We also recommend reading the article Exploiting Fish: Donkbets lines. It'll show you another exampe of researching fish game with MDA and give you useful insights on various donk bet lines.
2. Analyzing specific hand
Another scenario where you can apply MDA is your regular hand reviews after the session. Imagine you’re reviewing the hand played against a recreational player, where you had a tough decision to make. You know that your opponent is a fish, so it doesn’t make sense to think about your range value/bluff ratio and all those things. The only thing that matters here is pure exploit. So it would be great to know typical range composition for that type of player in that line, right?
Again, we’ll use MDA for that. We’ll go and filter out all similar players from your database and then check how they usually play in that particular spot. The filtering possibilities in Hand2Note are endless, so you can even set a similar board structure and bet sizings. It all just depends on the sample you have. The more specific the filters you set, the larger your database should be so that there is a representative sample of the filtered situations.
Shaping your preflop strategy with MDA
Now let's take a break from studying recreational players and think a little about your game, starting preflop. What are your preflop ranges? How do you construct them? Many players don’t pay much attention to the Preflop, thinking they already know everything about it. They play their ranges semi-automatically Preflop, and only start using their brain on the Flop or Turn.
This is fundamentally the wrong approach. Preflop is the most important street as it shapes your strategy on the following streets. Errors and minor flaws preflop are the least noticeable, but the most important from the point of view of your strategy. It is critical to have a perfectly built preflop in order to use all situations to your advantage and feel confident on subsequent streets.
So let’s get back to your ranges. Most likely you have a common base from solvers, but then you should adjust them for the field you’re playing in. For example, you have a standard open raise range from Cut-Off position, but this range should definitely be wider, if we have a recreational player sitting on a big blind, right? Ok, but how much wider?
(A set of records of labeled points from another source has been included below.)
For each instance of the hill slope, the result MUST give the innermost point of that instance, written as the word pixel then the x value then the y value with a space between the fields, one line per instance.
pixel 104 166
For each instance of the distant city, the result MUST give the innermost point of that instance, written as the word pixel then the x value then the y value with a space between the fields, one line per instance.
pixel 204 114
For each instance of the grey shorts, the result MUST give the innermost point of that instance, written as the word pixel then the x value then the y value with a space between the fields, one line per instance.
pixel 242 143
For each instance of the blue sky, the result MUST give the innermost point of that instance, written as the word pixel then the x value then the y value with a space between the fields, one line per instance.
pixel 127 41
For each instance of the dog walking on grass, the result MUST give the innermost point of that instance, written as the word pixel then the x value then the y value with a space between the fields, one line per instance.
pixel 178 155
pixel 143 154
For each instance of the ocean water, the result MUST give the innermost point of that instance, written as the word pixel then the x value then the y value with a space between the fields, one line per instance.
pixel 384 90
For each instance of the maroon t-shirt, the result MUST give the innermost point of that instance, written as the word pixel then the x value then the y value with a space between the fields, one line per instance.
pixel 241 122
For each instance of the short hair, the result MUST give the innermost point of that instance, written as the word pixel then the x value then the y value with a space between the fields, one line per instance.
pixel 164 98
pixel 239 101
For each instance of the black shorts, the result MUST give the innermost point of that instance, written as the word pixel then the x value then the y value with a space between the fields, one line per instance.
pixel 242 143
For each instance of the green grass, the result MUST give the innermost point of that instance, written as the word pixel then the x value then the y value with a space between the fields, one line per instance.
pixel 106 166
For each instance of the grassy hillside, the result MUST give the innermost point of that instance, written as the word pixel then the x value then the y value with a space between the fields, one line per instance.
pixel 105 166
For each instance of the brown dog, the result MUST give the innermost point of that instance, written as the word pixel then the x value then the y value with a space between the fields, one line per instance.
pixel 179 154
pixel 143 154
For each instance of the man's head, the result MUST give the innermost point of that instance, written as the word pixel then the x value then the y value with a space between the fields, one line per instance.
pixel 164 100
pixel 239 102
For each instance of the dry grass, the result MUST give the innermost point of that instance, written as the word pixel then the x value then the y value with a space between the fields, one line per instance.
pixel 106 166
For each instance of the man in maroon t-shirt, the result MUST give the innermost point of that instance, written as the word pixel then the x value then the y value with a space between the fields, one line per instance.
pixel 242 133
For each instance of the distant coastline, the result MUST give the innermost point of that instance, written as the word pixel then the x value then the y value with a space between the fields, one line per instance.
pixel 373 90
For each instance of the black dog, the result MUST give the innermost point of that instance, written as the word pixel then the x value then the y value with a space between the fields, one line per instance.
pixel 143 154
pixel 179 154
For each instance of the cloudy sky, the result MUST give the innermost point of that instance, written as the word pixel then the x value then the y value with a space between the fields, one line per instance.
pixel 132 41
What hands we can still open to extract additional EV from the fish, and what hands are not worth entering the game even if they look playable? If you don't have a clear answer to this question backed by reliable data, you may be losing a lot of money due to your unstructured preflop decisions.
So, how to structure your preflop play?
First, investigate the pool's preflop ranges using MDA
To build your perfect preflop strategy, you should know how your opponents play preflop. Using this knowledge you'll be able to adjust your ranges for maximum exploit of the pool leaks. You'll be able to effectively expand your ranges from GTO, when there is an opportunity to extract additional EV, and sometimes narrow your ranges, avoiding losing plays with hands that seem worth playing according to the solver.
So we again jump in Hand2Note to see how the opponents construct their ranges preflop. For example, this is how people in early position defend vs 3bet from blinds on average: (Note that these ranges may vary depend on your poker room, game type and stakes, so perform your own research)
Now that you know how people on EP defend on average, you can adjust your 3betting ranges from the blinds, so you have more edge against your opponents postflop.
Second, create your structured preflop strategy based on GTO and MDA data
You can use the Freebetrange tool to create your preflop strategy in a powerful range editor. Take solvers solutions as a base (some are available in the app right after signing up) and add specific adjustments to each range using the knowledge you gained from MDA.
Conclusion
We've looked at MDA and the basic ways to use this powerful tool to improve your game. Now that you have a basic understanding of this technique, be sure to integrate MDA into your poker training routine.